Scala's Option
type is a big improvement in type safety over Java's null
checking and NullPointerException
's. Unfortunately when wrapping a value in Some
there is a quite big overhead: creation of one additional object containing a reference to the value. It would be more efficient if we could represent Some
as the unboxed pointer value and encode None
as the null
value, but at the same time preserving the type safety as we get with the Option
type (for example Kotlin uses this approach in it's builtin support for nullable types).

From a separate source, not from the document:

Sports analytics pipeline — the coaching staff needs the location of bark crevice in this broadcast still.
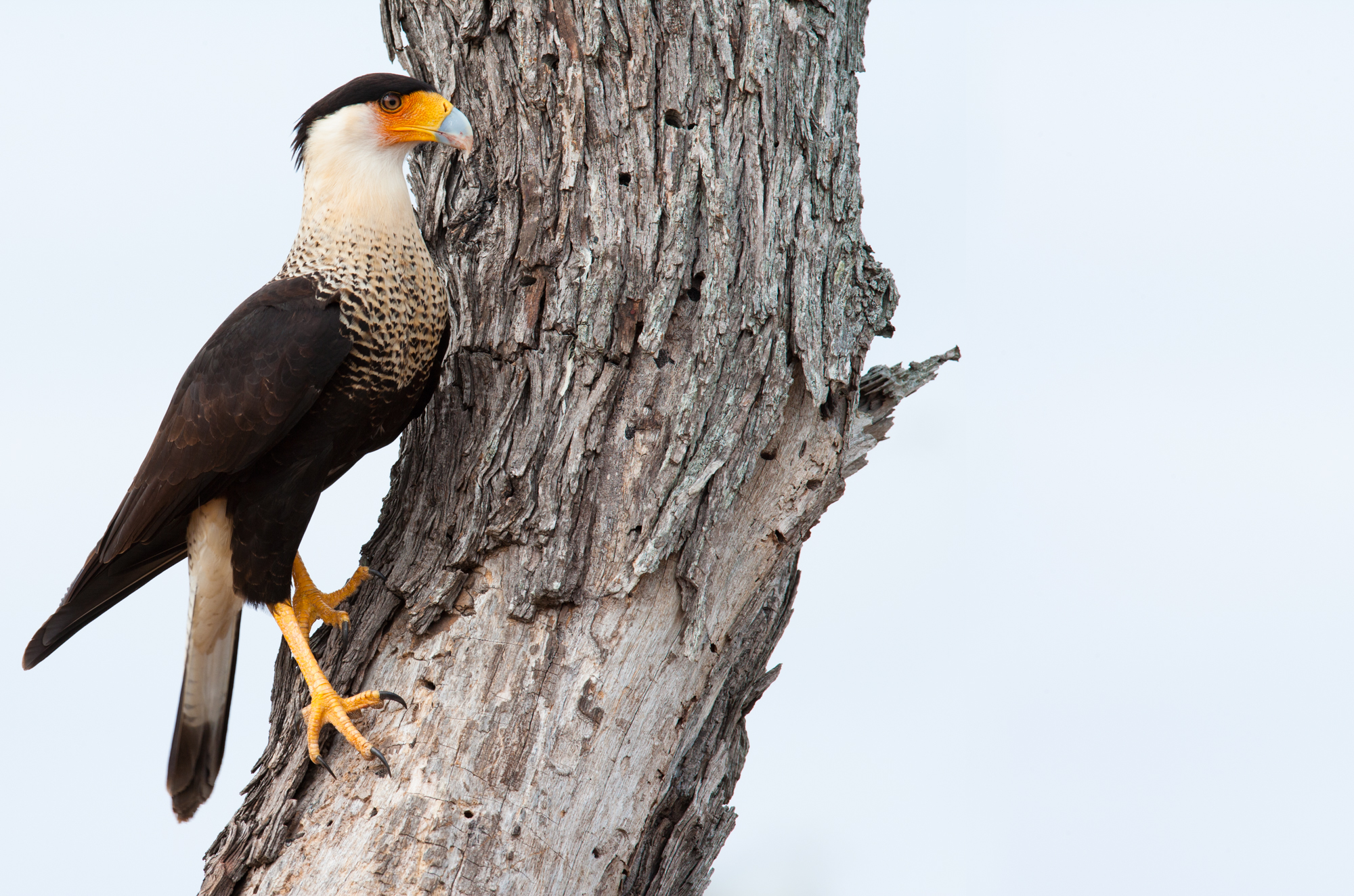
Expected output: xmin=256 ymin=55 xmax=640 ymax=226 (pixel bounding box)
xmin=202 ymin=0 xmax=959 ymax=896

Well, we can do exactly this with value classes introduced in Scala 2.10:
final case class Option[+T](value: Any = null) extends AnyVal with Product with Serializable { private def unsafeGet = value.asInstanceOf[T] def isEmpty: Boolean = value == null ... }
The reason that the class parameter is of type Any
and not T is that it's not allowed to create a value of type Nothing
. We still want to be able to create a None
value of type Option[Nothing]
though so we delay the unsafe cast to T (using the unsafeGet
method) until the value is actually required and we've checked that it's actually there using the isEmpty
method.
The code is on GitHub if someone wants to try it out. It's pretty much a dropin replacement for the standard Scala Option type.
Memory Usage Comparisons
Below is a comparison in memory usage between the scala.Option
type and the unboxed AnyVal
option type when allocating 1M objects each containing one optional value:
scala.Some: 33 MB scala.None: 19 MB scala.Some : Any: 34 MB scala.None : Any: 19 MB AnyVal Some: 19 MB AnyVal None: 19 MB AnyVal Some : Any: 34 MB AnyVal None : Any: 34 MB
As one would expect, memory usage for Some
is almost halved and for None
the memory usage is unchanged. The downside of using the AnyVal
option is that it uses more memory when a None
is upcasted to a super type because then the compiler will box the reference. I would assume this is a quite rare case though.